In my view, a data scientist is someone who has the skills and expertise to design and study large amounts of complex data (e.g., high-dimensional data where the underlying mechanisms are unknown and complex).

This means:

  • Programming: Being able to implement analyzes and pipelines often requires a certain degree of parallelization and interfaces to databases and high-performance computers.
  • Computer Science (Algorithms): Design / select efficient algorithms so that the selected analysis is possible and the error rate is controlled. Sometimes this may also require knowledge of numerical analysis, optimization, etc.

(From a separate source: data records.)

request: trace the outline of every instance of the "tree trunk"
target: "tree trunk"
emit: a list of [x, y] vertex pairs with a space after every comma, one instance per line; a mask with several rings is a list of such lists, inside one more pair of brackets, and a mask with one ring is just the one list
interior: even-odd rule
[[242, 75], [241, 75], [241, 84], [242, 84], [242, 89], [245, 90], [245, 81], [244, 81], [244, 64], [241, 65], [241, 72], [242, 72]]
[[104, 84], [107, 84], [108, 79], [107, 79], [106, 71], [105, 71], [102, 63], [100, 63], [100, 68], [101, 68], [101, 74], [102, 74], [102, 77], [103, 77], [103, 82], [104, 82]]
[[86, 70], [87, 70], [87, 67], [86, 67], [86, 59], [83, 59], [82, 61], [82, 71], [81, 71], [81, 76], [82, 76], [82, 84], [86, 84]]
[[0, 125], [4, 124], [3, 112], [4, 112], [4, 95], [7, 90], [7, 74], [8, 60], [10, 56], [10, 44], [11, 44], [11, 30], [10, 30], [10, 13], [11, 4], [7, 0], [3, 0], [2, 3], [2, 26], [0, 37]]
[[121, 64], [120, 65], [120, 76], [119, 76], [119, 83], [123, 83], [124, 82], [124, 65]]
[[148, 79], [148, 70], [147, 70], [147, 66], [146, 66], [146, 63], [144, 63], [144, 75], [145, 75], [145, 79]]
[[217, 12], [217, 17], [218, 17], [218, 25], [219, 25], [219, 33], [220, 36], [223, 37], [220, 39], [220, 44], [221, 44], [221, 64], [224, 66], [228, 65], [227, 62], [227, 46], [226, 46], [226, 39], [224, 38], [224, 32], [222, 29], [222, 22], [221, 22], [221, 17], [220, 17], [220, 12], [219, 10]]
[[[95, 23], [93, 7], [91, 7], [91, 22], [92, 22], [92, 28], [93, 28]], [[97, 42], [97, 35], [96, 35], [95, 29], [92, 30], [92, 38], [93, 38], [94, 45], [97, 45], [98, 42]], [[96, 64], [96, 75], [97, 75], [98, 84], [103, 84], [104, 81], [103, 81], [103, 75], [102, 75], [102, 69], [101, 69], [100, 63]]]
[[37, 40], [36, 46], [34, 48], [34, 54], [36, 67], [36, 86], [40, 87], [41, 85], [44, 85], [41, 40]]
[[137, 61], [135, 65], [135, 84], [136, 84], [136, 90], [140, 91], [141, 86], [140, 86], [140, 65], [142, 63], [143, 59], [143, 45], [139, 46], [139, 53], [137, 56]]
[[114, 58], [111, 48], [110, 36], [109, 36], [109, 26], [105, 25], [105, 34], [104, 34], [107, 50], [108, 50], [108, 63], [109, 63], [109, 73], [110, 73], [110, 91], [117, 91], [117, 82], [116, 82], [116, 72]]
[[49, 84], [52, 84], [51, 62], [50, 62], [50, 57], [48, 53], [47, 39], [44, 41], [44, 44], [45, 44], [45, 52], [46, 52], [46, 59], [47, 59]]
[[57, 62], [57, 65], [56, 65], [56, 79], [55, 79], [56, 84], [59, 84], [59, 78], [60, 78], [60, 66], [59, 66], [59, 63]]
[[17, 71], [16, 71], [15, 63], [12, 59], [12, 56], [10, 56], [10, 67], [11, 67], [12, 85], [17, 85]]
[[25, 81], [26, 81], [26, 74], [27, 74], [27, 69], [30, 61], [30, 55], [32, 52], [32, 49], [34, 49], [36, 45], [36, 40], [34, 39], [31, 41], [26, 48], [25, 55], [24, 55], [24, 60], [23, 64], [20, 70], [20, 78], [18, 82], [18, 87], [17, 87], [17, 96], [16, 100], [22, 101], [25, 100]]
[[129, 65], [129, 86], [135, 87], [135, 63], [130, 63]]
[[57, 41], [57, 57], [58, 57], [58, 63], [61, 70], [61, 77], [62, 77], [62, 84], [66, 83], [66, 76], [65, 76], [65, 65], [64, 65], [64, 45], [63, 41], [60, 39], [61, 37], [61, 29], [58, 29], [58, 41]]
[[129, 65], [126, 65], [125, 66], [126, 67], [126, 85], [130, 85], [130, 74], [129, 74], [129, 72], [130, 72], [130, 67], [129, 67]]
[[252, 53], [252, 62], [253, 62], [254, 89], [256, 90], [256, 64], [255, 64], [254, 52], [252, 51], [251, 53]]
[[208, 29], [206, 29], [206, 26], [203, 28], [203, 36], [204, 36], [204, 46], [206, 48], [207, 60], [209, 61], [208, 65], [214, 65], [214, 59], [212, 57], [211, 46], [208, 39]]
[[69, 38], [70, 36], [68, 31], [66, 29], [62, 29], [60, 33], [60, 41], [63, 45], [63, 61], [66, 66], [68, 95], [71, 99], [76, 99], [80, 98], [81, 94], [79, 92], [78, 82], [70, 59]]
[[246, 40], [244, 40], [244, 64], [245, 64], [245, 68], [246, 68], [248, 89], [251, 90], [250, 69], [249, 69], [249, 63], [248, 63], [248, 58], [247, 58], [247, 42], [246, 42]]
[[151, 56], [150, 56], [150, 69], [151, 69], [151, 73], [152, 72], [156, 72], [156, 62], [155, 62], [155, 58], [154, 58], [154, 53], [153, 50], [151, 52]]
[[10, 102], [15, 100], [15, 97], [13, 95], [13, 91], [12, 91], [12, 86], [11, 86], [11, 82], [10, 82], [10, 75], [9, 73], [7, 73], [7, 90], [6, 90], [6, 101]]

  • Computer science / statistics (usually with a focus on machine learning): Design and implementation of a framework to ask questions about the data or to find "patterns" in it. This would include not only knowledge of various tests / tools / algorithms but also designing an appropriate holdout, mutual validation and so on.
  • Modeling: Often times, we want to be able to create a model that makes it easier to represent the data so that we can make useful predictions and gain insight into the mechanisms underlying the data. Probabilistic models are very popular.
  • Domain-specific know-how: An essential aspect for successful work with complex data is the consideration of domain-specific knowledge. So I would say that it is crucial that the data scientist has expertise in the field, is able to learn new areas quickly, or has a good interface with experts in the field who have useful knowledge on how to use the Can deliver data.